In all, Land estimates the proceeds from his liquidation of 38 Studios assets stands at roughly $1.9 million. He said a “significant portion” of that money – more than half – went to legal fees and the cost of maintaining the intellectual property.
“We had several consultants working with us, we had technology – software and hardware – we had to maintain over the course of six years,” Land said. “We have a data center right now in Providence that is going to transition over to THQ.”
Effectively, the sale of the intellectual property for “Kingdoms of Amalur” and “Copernicus” will go to the state of Rhode Island, as the largest secured creditor in the receivership case.
The former CEO of 38 Studios, Jennifer MacLean, tweeted Thursday: “Really happy to see this. I know how much love and care was poured into Reckoning and Amalur, and I hope they have the chance to live on.”

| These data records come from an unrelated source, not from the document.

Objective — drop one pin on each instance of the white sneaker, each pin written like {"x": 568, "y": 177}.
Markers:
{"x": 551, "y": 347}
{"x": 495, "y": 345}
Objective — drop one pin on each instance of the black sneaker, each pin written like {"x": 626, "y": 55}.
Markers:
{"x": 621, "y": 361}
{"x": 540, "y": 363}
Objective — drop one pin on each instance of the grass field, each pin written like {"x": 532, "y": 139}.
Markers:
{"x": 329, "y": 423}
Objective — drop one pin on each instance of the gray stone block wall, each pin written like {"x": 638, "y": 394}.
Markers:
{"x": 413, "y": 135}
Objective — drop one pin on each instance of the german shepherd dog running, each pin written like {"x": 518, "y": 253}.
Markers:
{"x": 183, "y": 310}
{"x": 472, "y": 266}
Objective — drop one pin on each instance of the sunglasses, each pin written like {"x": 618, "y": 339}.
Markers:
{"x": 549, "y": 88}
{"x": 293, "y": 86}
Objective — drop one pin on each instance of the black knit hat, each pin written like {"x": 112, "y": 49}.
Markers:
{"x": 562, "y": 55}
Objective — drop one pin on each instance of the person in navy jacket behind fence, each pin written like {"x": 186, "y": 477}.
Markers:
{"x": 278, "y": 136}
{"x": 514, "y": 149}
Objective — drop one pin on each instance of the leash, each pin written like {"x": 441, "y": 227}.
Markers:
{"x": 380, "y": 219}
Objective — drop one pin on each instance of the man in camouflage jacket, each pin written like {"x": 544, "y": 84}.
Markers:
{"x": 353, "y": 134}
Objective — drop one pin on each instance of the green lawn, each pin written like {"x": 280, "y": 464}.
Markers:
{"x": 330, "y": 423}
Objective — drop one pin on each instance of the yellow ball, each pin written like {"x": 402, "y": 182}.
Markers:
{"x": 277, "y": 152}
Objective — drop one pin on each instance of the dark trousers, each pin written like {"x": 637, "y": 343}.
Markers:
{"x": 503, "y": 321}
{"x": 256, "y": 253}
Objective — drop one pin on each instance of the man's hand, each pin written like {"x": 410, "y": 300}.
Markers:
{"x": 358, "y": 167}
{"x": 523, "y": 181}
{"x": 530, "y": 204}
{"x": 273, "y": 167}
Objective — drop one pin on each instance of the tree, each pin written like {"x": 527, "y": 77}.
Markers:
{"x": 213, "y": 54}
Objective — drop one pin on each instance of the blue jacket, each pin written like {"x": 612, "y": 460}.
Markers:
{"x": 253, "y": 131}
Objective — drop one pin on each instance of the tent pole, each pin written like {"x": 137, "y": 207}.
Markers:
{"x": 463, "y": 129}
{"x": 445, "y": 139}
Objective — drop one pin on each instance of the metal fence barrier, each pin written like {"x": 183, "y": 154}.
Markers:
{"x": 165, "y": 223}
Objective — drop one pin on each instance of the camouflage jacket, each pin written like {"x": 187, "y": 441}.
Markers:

Schilling struck a less positive note, tweeting: “For anyone in RI it will reveal the fact their officials didn’t have a clue what they were doing when we were alive and well. The game sold millions and the state had NO IDEA what they had with 38 growing. The co. would have revitalized the entire tech district in Providence.”
Land said his understanding is THQ plans to produce a sequel to “Kingdoms of Amalur” with the intellectual property it acquired.
It was “Copernicus” that state leaders invested in when in 2010 they decided to have taxpayers guarantee a $75 million loan to lure former Red Sox pitcher Curt Schilling’s company from Massachusetts to Providence. In essence, the state pledged to repay bondholders if the company went belly-up, which it did in 2012. Including interest, taxpayers were on the hook for more than $88 million.
Subtracting the proceeds from the civil suit and the funds from the receivership, it’s estimated Rhode Island taxpayers will end up paying back nearly $38 million.
“Copernicus” was expected to be what’s called a massively multiplayer online game (MMO), which uses the internet to connect a large number of players at once.
Land said the improving economy helped move the intellectual property. He also said there is a renewed interest in these types of games thanks to the growing interest in virtual-reality technology.
“Kingdoms of Amalur: Reckoning” is owned by Electronic Arts.